Uploading hundreds of photos from a rural tower site on intermittent cell signal is where field time disappears. A standard single-threaded upload that hits a connection drop has to start over. A system without state tracking can’t tell what already uploaded successfully. On a large dataset at a remote location, these aren’t edge cases — they’re the normal operating environment.
FlightDeck’s QC Uploader handles this with a multi-threaded upload architecture and a persistent SQLite manifest that tracks every file individually. Out of the box, you’ll experience 4x upload processing, adjustable to 10 simultaneous threads.

How the Upload System Works
Phase 3 of the QC Uploader workflow is the AWS S3 upload. Multiple concurrent worker threads run simultaneously, each pulling jobs from the upload queue. Every JPEG and every KML file in the dataset is registered in the manifest database before any upload begins. Workers pick up files from the queue, transfer them to your configured S3 bucket, and report status back as each file completes.
The manifest records four states for every file: Pending (queued, not yet started), Uploading (transfer in progress), Uploaded (confirmed complete), and Failed (transfer did not complete). Each file’s state is written to a local SQLite database — upload_manifest.db in your project root folder — as the upload runs.
Resumable Uploads
When connectivity drops mid-upload, you don’t lose your progress. When you restart the upload, the manifest is read first. Files marked as Uploaded are automatically skipped — they don’t get re-transferred. The workers pick up from the remaining queue and continue.

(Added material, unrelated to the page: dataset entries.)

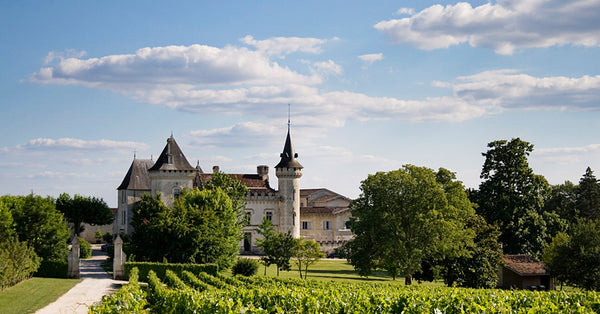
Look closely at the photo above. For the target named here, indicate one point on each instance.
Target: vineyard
(203, 293)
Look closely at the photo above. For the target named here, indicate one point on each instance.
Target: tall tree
(405, 216)
(200, 227)
(307, 253)
(84, 209)
(588, 196)
(512, 196)
(37, 222)
(562, 200)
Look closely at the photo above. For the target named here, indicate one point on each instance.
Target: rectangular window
(305, 225)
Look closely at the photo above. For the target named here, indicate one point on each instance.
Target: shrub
(53, 269)
(245, 267)
(17, 262)
(161, 268)
(85, 249)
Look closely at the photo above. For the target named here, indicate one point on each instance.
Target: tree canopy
(84, 209)
(512, 196)
(200, 227)
(574, 258)
(405, 216)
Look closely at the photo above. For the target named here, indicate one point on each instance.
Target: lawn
(33, 294)
(336, 270)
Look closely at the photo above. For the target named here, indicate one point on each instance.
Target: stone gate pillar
(119, 259)
(73, 261)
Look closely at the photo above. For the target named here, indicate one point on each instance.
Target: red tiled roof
(524, 265)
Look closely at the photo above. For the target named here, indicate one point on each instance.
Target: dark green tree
(84, 209)
(278, 247)
(479, 268)
(562, 200)
(37, 222)
(588, 196)
(406, 216)
(575, 258)
(512, 197)
(200, 227)
(307, 253)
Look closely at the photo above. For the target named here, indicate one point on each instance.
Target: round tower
(288, 172)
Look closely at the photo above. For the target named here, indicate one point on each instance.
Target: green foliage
(17, 262)
(37, 222)
(278, 247)
(562, 200)
(107, 237)
(405, 216)
(478, 268)
(575, 258)
(512, 196)
(53, 269)
(307, 252)
(245, 267)
(85, 249)
(131, 298)
(160, 268)
(269, 295)
(84, 209)
(201, 227)
(588, 196)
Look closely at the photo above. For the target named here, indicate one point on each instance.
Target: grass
(337, 270)
(33, 294)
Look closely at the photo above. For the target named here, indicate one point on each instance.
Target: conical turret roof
(171, 158)
(288, 156)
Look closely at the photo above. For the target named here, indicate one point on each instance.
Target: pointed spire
(288, 156)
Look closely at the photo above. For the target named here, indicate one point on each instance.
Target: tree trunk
(408, 280)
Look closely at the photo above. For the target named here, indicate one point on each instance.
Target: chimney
(263, 172)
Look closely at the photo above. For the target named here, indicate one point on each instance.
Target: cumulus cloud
(281, 46)
(369, 59)
(173, 66)
(513, 90)
(328, 67)
(504, 25)
(63, 144)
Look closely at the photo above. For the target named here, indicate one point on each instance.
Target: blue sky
(372, 85)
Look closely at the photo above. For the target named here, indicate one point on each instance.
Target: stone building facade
(318, 214)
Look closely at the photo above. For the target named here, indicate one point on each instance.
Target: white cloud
(513, 90)
(172, 66)
(503, 26)
(61, 55)
(328, 67)
(281, 46)
(63, 144)
(369, 59)
(405, 11)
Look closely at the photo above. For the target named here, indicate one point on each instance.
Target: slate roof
(137, 177)
(524, 265)
(288, 156)
(171, 158)
(254, 182)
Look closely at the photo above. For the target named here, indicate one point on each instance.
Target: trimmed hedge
(161, 268)
(53, 269)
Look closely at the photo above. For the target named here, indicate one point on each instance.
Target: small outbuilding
(524, 272)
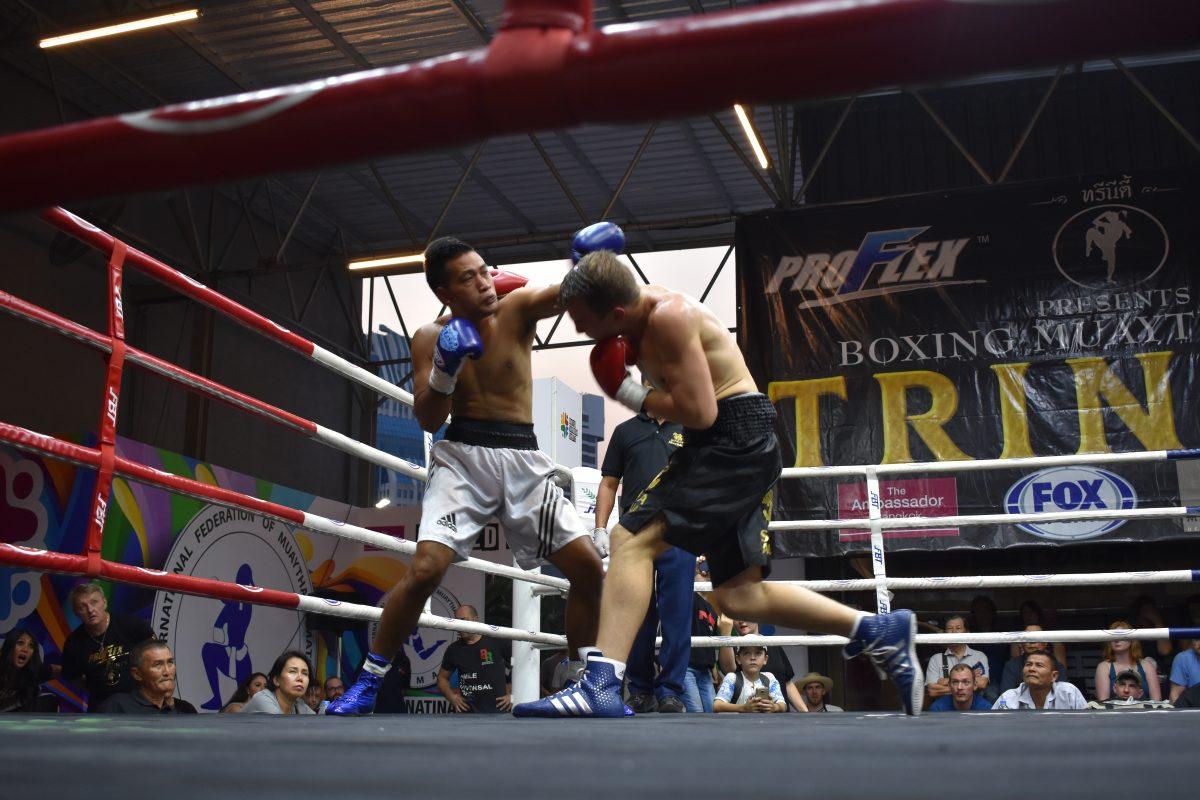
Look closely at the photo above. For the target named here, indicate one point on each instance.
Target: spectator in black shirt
(639, 450)
(22, 673)
(395, 686)
(153, 671)
(99, 650)
(484, 685)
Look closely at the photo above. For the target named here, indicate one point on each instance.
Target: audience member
(22, 673)
(983, 620)
(1128, 686)
(1121, 655)
(697, 681)
(99, 650)
(637, 451)
(484, 685)
(395, 686)
(1031, 614)
(778, 663)
(1041, 687)
(937, 672)
(1191, 615)
(1189, 698)
(1011, 677)
(815, 689)
(750, 689)
(1186, 671)
(153, 671)
(287, 684)
(315, 696)
(252, 685)
(963, 696)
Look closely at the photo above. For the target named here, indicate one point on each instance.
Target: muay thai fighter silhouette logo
(1110, 247)
(220, 643)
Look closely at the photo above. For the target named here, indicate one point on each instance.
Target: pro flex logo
(886, 262)
(1071, 488)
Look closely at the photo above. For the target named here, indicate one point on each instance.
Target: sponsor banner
(936, 497)
(220, 643)
(1033, 319)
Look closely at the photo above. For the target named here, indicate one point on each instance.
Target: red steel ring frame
(543, 71)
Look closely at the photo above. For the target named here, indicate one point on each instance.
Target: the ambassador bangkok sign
(1037, 319)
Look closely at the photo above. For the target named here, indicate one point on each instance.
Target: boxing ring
(539, 73)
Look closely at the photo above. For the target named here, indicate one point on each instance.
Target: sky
(685, 270)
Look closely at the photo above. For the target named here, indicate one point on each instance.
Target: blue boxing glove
(601, 235)
(457, 341)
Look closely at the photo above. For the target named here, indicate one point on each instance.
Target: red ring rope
(535, 78)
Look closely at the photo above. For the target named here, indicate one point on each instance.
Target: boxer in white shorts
(474, 367)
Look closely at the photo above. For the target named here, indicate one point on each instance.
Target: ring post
(875, 509)
(526, 657)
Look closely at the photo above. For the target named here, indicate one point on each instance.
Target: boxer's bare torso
(678, 329)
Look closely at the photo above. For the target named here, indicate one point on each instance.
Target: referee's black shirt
(637, 451)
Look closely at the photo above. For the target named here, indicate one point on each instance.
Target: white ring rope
(1049, 637)
(892, 523)
(993, 581)
(1033, 462)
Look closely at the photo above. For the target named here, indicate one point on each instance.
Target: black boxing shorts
(715, 492)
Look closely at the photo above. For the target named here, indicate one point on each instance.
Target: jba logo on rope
(838, 277)
(1071, 488)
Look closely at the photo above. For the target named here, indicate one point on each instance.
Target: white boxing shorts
(486, 470)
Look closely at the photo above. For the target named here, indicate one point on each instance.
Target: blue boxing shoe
(889, 641)
(360, 698)
(597, 696)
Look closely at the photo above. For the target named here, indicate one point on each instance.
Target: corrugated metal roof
(688, 170)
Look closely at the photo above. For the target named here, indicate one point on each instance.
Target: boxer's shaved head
(439, 253)
(601, 281)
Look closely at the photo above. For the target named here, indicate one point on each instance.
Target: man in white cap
(815, 687)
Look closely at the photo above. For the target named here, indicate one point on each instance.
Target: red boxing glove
(610, 365)
(507, 282)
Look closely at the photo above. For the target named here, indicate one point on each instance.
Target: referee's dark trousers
(675, 573)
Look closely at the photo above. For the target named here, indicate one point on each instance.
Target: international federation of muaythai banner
(1032, 319)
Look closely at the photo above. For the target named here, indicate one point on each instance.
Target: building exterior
(593, 429)
(396, 428)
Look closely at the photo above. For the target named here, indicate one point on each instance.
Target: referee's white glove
(600, 539)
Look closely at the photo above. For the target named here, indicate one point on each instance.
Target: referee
(637, 452)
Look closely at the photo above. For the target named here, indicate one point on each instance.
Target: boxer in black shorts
(715, 492)
(714, 495)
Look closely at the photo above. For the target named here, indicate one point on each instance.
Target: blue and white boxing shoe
(598, 695)
(360, 698)
(889, 641)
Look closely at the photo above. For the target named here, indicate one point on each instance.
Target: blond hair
(600, 281)
(1135, 654)
(90, 588)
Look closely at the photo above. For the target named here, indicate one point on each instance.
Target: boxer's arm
(605, 499)
(430, 408)
(691, 401)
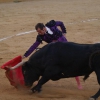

On a 1,200-photo dataset where 800 photos uploaded before the connection dropped, restarting the upload means 400 files to go, not 1,200. On a rural site with marginal signal, this is the difference between finishing the upload before you leave and having to come back.
S3 Configuration
The upload system connects to AWS S3 using standard credentials: bucket name, region, access key, and secret key — configured in the Settings tab of the QC Uploader. The bucket and credentials are set once and apply across all projects. If you’re delivering data to multiple clients with separate buckets, updating the settings between projects takes about 30 seconds.
Single-Dataset Mode
On a project with dozens of sub-folders, you sometimes need to re-upload a single site — a re-fly, a corrected KML, a client request for a specific tower’s data. The Dataset Selection filter limits the upload to the selected sub-folder without affecting the rest of the manifest. Files in other sub-folders keep their Uploaded status; only the selected dataset is re-queued.
This matters because re-running a full project upload to handle one sub-folder isn’t practical when you have hundreds of sites already delivered. Single-dataset mode makes targeted re-delivery a one-minute operation.
Cancel and Reset
If you need to abort an upload and start fresh — wrong bucket configured, new credentials, dataset needs to be rebuilt — the Cancel and Reset function stops all active workers and clears the manifest after confirmation. The clear is intentional: it requires a confirmation step because clearing the manifest means the next upload will re-transfer everything regardless of prior state.
Upload as the Last Step
The QC Uploader workflow runs in order: EXIF quality analysis, KML generation, then upload. By the time files are queued for transfer, they’ve been checked for aperture, ISO, and GPS coverage, and a color-coded KML has been generated. What reaches your S3 bucket is a reviewed, documented dataset — not raw field photos dumped to cloud storage.
For clients who receive data directly from S3, that means what they download is already organized and annotated. For your own archive, it means every delivery has an associated quality record.